NASA's new moon mission aims to answer an age old question: Do we have a future living and working in space?

 

A view of the nearside of the Moon, the side we always see from Earth. Some of the far side is visible, as well, on the left edge, just beyond the black patch that is Orientale basin, a nearly 600-mile-wide crater that straddles the Moon’s near and far sides and is partly visible from Earth. The dark areas in the center and right side of the disk are ancient lava flows, which are unique to the near side of the Moon. The white dot at the bottom of the disk, with white rays shooting out from it, is Tycho crater, one of the younger craters on the Moon at 108 million years old. Credit: NASA

NASA’s new moon mission does not feel like the moon missions of old.

And maybe that is the point. 

Apollo had the sharp, clean drama of a race. Get there first. Plant the flag. Come home. Artemis is more complicated, more collaborative, more technological, and frankly more human. It carries not only our ambition, but our bureaucracy, delays, doubts, private contractors, endless redundancies, and a fear of failure born out of painful experience.

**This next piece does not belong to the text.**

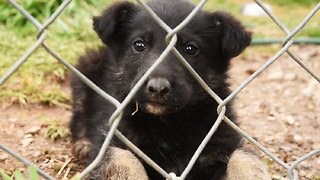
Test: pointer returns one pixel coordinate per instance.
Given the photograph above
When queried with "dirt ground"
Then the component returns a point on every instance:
(279, 108)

In that sense, Artemis may be a better symbol of who we actually are.

As of this week, Artemis II is in flight. NASA launched the four-person crew on April 1, 2026, on the first crewed lunar mission in more than fifty years. 

Today, April 6, Orion is making its lunar flyby, a moment that links our own anxious century to the old black-and-white heroics of Apollo. But Artemis is not simply Apollo with better cameras. NASA now describes the program as part of a broader Moon-to-Mars effort: not a one-off stunt, but an attempt to build the systems, habits, and infrastructure for a sustained human presence on and around the Moon.

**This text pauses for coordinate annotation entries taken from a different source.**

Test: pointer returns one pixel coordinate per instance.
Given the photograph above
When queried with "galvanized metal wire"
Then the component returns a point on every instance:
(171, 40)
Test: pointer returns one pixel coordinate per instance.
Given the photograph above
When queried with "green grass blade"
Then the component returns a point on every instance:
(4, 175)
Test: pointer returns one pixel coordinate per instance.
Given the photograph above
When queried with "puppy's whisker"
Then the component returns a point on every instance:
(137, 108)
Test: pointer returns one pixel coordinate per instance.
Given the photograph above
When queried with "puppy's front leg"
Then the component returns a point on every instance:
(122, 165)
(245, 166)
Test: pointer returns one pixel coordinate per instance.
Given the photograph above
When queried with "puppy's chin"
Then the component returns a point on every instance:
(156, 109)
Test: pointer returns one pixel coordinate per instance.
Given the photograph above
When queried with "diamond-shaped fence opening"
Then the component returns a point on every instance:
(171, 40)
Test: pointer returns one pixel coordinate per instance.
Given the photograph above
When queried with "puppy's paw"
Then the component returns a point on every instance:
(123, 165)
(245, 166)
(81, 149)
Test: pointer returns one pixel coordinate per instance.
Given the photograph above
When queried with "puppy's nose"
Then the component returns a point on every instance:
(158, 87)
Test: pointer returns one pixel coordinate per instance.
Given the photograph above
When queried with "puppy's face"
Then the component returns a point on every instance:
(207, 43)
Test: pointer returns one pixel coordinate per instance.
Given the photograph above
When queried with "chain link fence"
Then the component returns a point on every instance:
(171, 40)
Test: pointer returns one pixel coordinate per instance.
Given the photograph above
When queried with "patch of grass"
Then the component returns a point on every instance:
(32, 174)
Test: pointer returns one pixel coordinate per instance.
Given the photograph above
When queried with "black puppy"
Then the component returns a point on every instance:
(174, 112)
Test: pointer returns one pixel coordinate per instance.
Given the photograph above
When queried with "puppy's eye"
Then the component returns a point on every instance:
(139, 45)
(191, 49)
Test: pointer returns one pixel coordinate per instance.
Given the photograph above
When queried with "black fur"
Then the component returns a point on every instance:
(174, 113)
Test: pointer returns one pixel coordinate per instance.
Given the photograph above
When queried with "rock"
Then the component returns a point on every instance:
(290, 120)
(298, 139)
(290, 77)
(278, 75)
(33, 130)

Can humans live and work on the moon?

The old moon missions were dazzling because they were so hard and so brief. We went, we proved it could be done, and then we left. Artemis asks a harder question: can human beings do more than visit? Can we stay? Can we work? Can we endure the inconvenience, the danger, the isolation, and the enormous cost of living somewhere that does not want us there? 

NASA’s own planning now reflects that harder reality. After Artemis II, the next step is no longer a simple march to a quick landing. The agency updated its architecture this year so Artemis III, targeted for 2027, becomes a systems test in low Earth orbit, while the first crewed lunar landing has shifted to Artemis IV in 2028, aimed at the lunar south pole.

Space enthusiasts, astronomers, physicists, and kids of all ages are ecstatic.

It is one thing to touch the moon in a burst of national will. It is another thing to figure out power, fuel, life support, communications, navigation, landing systems, spacesuits, surface mobility, and the sheer logistics of making another world even temporarily habitable. NASA says Artemis is aimed at a sustained lunar presence, especially around the south end, where water ice and ancient material may hold both scientific value and practical value for future exploration. That is a much larger undertaking than a symbolic footprint.

So does humanity have a future living beyond Earth? 

It will not be easy. The process may not be smooth. We are not heading into the heavens as conquerors: We are slowing climbing there through difficulty. We are bringing our limitations with us. Yet that may be exactly how every real frontier begins. Not with perfection, but with persistence.

Necessity is, after all, the mother of invention.

The deeper question is not whether another world will welcome us. It won’t. The question is whether human beings still possess the patience to build a future that they themselves may never fully see. 

Artemis suggests that some part of us still does. Beneath all the contracting disputes, mission redesigns, technical tests, and public skepticism, there remains an old and stubborn belief: that Earth is our cradle, but not our final address.

Apollo proved that humanity could reach beyond Earth. Artemis is trying to prove that we can belong there long enough to matter. That is a more difficult dream. It is also the more serious one.